Wilson’s father didn’t have any special musical talent. “He always joked that he could barely play the radio,” the bandleader says. But the Wilson patriarch was a voracious reader and took a great interest in the vinyl boxed sets put together by Reader’s Digest. Two of those collections would make an indelible impression on young Wilson. “One was called The Great Band Era, 1936-45,” he recalls. “And another one, which I still listen to, is called In the Groove with the Kings of Swing.” The latter inspired the name of Wilson’s popular radio show, “In the Groove with Russ Wilson,” on WPVM-FM.

“Through my dad, I also got into Bob Wills and His Texas Playboys, and just whatever was laying around the house,” Wilson explains. “And when I was old enough to be let out of the house by myself, I’d hang out at the public library on Saturday afternoons, checking out records. And it just stuck.”

Today, Wilson appears live four or five nights a week, singing and/or playing with groups led by him or other longtime associates. Those groups take on a wide array of styles, from big band swing and jump blues to prewar hot jazz and early rock ’n’ roll.

And that wide-encompassing approach to American musical forms is condensed — like the stories in his father’s favorite Reader’s Digest — on Wilson’s latest album, It’s All About Me.

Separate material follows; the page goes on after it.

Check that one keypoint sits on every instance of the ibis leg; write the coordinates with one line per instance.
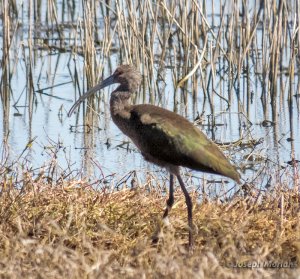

Across 14 tracks (some recorded decades ago), the album is a tidy survey of Wilson’s musical world. Featured variously as a singer, musician and conductor, Wilson works his way through up-tempo proto-rock (“7 Nights to Rock”), doo-wop (“I Only Have Eyes for You”), vocal jazz (“Bei Mir Bist Du Schön”) and even Southern gospel (“Headin’ Home”).

That last track is one that Wilson recorded himself in the 1990s using a pair of cassette decks. Playing guitar and overdubbing his voice multiple times (and crediting the track to “Russ Wilson’s Harmonizing 4”), the recording makes the point that he can do it all.

But, on most of the album’s tracks (and for live performances), Wilson draws upon the deep well of musical talent in and around Asheville. The album features recordings by The John Henrys, Firecracker Jazz Band, The Russ Wilson Swingtette and more. In his liner notes for It’s All About Me, Wilson makes it clear that the album title is meant half in jest: “Without these people in my musical life, there is no ‘ME,’” he writes.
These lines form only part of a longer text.